Common Mistakes & Tips
- !Not contributing enough to get the full employer match — leaving free money on the table.
- !Investing too conservatively when young. Stocks have time to recover from volatility.
- !Panic-selling during market downturns. The best strategy is to keep contributing through bear markets.
- !Borrowing from your 401(k) except in extreme emergencies. Lost growth compounds for decades.
Related Concepts
Used in These Calculators
Calculators that build on or apply the concepts from this page:
Frequently Asked Questions
How much should I contribute to my 401(k)?

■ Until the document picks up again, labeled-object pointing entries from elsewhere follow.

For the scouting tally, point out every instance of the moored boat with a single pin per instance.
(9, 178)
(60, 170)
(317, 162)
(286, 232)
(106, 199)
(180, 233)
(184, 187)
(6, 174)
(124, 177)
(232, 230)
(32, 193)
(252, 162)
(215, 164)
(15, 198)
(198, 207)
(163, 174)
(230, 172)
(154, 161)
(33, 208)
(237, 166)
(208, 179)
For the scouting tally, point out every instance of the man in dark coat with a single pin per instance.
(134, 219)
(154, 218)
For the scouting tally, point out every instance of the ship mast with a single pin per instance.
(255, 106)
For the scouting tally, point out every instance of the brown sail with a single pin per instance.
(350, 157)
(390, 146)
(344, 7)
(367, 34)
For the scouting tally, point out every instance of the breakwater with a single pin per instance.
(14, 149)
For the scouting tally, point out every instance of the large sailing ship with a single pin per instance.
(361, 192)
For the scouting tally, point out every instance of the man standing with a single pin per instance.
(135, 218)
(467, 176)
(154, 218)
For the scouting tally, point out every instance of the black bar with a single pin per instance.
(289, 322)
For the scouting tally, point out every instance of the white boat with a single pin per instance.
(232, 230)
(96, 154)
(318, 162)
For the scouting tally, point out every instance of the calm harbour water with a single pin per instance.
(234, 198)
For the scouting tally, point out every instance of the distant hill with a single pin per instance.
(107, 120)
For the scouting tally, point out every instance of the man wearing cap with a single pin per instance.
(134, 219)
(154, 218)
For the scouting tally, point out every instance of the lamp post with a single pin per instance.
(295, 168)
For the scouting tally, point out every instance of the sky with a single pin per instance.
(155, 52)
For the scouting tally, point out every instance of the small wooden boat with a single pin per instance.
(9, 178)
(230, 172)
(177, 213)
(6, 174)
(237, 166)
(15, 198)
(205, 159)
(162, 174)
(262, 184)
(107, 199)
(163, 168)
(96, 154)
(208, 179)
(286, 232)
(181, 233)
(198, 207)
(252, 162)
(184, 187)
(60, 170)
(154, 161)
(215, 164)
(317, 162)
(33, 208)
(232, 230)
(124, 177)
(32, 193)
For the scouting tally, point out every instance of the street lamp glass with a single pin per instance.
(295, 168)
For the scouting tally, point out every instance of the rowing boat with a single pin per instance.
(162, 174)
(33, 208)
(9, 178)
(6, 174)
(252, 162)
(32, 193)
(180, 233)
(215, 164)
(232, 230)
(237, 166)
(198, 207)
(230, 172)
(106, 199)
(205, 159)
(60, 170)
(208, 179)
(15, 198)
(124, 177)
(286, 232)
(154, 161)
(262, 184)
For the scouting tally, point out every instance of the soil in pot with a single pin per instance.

At minimum, contribute enough to get the full employer match — that's free money. Beyond that, aim for 10-15% of your salary total (including match). Maximum contributions give the biggest tax benefits. If you can't afford the maximum, prioritize: 1) Get the match, 2) Pay off high-interest debt, 3) Build emergency fund, 4) Max out 401(k).
Traditional vs Roth 401(k): which is better?
Depends on your current vs expected future tax bracket. Traditional saves on taxes NOW (better if you expect lower retirement income). Roth pays taxes NOW but gives tax-free withdrawals (better if you expect higher retirement income or appreciate tax diversification). Many people split between both for flexibility.
What happens to my 401(k) if I change jobs?
You have several options: 1) Leave it with your former employer (allowed if balance >$7,000), 2) Roll it over to your new 401(k), 3) Roll it over to an IRA (most flexible with more investment options), or 4) Cash it out (worst option — you'll pay taxes and a 10% penalty). Always roll over to preserve tax advantages.
Can I access my 401(k) money in an emergency?
Yes, but with penalties. Before age 59½, withdrawals incur income tax PLUS a 10% penalty. Exceptions: hardship withdrawals (specific emergencies), first-time home purchase ($10,000 limit), disability, medical expenses over 7.5% of income, separation from service after 55. Loans are also possible but must be repaid within 5 years.